Sam's Club CEO Rosalind Brewer told attendees to Fortune magazine's "Brainstorm Green" conference in California that shoppers soon will begin seeing the benefits of Wal-Mart's sustainability goals.
Wal-Mart Stores Inc. CEO Mike Duke unveiled the retailer's "sustainability index" in 2009. The goal: greater transparency so consumers could make informed choices about the products they purchase.
The first two steps of the process involved the retailer gathering information from vendors about the sustainability of products they sell, then using that data to create a one-stop source on just how "green" certain products are.
Now, Wal-Mart is close to the third step: making the data available to consumers.

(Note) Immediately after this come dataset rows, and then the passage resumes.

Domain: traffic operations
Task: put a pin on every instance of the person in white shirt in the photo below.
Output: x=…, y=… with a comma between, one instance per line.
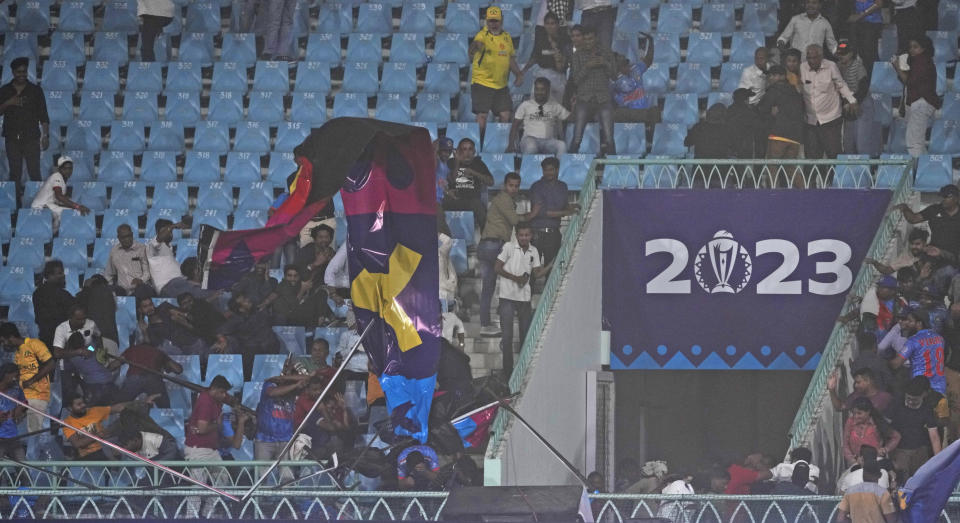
x=823, y=86
x=53, y=193
x=806, y=29
x=542, y=120
x=517, y=264
x=755, y=76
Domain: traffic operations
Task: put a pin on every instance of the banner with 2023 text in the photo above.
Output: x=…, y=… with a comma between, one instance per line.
x=742, y=279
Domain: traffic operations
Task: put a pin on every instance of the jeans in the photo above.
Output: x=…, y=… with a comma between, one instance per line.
x=524, y=313
x=919, y=114
x=487, y=251
x=585, y=113
x=531, y=145
x=18, y=152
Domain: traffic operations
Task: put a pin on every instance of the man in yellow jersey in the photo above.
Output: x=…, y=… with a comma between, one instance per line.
x=493, y=58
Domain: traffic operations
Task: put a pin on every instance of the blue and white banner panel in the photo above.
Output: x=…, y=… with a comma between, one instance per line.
x=750, y=279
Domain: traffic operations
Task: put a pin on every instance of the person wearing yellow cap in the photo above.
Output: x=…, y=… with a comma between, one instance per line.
x=493, y=58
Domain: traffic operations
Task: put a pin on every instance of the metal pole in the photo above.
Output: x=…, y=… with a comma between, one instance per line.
x=118, y=448
x=306, y=418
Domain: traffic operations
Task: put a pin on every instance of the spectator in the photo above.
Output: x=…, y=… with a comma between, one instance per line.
x=861, y=133
x=469, y=177
x=53, y=193
x=10, y=413
x=163, y=264
x=92, y=420
x=517, y=263
x=823, y=86
x=493, y=59
x=867, y=501
x=754, y=77
x=592, y=70
x=599, y=16
x=501, y=220
x=924, y=351
x=921, y=101
x=154, y=16
x=548, y=196
x=916, y=422
x=51, y=301
x=864, y=386
x=127, y=267
x=542, y=120
x=140, y=381
x=782, y=105
x=26, y=126
x=203, y=439
x=35, y=365
x=806, y=29
x=866, y=426
x=551, y=55
x=417, y=468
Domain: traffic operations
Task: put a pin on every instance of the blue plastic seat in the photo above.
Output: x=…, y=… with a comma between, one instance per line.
x=229, y=76
x=159, y=166
x=266, y=106
x=111, y=47
x=66, y=46
x=200, y=167
x=115, y=166
x=452, y=48
x=360, y=77
x=83, y=135
x=172, y=195
x=59, y=75
x=225, y=106
x=131, y=196
x=140, y=106
x=933, y=172
x=632, y=18
x=705, y=48
x=693, y=78
x=196, y=47
x=311, y=108
x=374, y=17
x=323, y=47
x=350, y=104
x=120, y=16
x=290, y=135
x=743, y=46
x=101, y=76
x=211, y=136
x=203, y=17
x=760, y=17
x=393, y=107
x=433, y=107
x=442, y=78
x=313, y=77
x=418, y=17
x=166, y=136
x=245, y=219
x=33, y=16
x=252, y=137
x=145, y=76
x=631, y=138
x=255, y=195
x=668, y=140
x=945, y=137
x=182, y=107
x=681, y=108
x=272, y=76
x=399, y=77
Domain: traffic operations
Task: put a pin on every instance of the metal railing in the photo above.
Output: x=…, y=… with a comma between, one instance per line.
x=672, y=173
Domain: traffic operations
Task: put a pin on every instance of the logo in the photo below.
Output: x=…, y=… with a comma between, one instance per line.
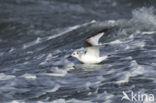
x=137, y=96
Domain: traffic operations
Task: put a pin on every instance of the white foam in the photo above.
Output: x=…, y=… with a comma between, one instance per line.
x=6, y=77
x=116, y=42
x=29, y=76
x=148, y=32
x=54, y=89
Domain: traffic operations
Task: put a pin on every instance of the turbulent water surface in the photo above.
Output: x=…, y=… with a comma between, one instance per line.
x=37, y=38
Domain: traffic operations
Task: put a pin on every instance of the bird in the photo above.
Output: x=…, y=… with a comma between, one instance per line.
x=92, y=50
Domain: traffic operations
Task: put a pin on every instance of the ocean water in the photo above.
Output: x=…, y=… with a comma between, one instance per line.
x=37, y=38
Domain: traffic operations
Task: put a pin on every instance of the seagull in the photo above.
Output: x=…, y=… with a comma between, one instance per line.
x=92, y=52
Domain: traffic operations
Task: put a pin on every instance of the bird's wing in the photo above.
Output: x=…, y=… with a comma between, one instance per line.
x=94, y=51
x=94, y=40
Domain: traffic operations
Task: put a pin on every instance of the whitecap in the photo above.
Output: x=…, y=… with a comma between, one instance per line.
x=29, y=76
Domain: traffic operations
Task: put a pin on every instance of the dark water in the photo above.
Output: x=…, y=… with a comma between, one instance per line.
x=37, y=37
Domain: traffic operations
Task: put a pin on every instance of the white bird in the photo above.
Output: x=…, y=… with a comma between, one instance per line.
x=92, y=54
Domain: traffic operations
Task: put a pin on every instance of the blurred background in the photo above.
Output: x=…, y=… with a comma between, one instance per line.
x=38, y=36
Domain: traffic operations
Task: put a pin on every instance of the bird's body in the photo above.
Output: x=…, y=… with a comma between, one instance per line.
x=90, y=59
x=92, y=54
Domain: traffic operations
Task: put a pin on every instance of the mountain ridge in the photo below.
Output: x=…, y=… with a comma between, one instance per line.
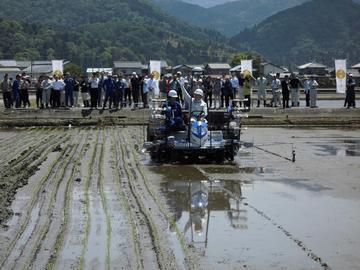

Brewer says Wal-Mart is looking to launch a pilot system offering product sustainability information to consumers within the next 12 months.
That's fine, but will it change consumer behavior? There's evidence that it will, Brewer said, especially for Sam's Club members, who are, in general, more affluent than the average Wal-Mart consumer. Sam's Club customers are willing to spend on premium products such as Greek yogurt, grass-fed beef, and organic milk on a consistent basis, a surprising trend considering the current economic environment.
At the conference, Brewer also talked about how Wal-Mart wants to achieve enough sustainability to pass big savings along to customers -- to the tune of $1 billion by 2020.
Meanwhile, Wal-Mart has issued its latest report on all other aspects of what it calls its "global responsbility," in its annual "Global Responsibility Report," which you can download here.
Triple Pundit, a site that looks at how companies meet ecological, social and economic goals, summarizes Wal-Mart's 2013 achievements here. It said Wal-Mart exceeded its goal of reducing global plastic shopping bag waste by 33 percent, eliminating about 10 billion bags. It also made strides in energy efficiency with Chinese suppliers.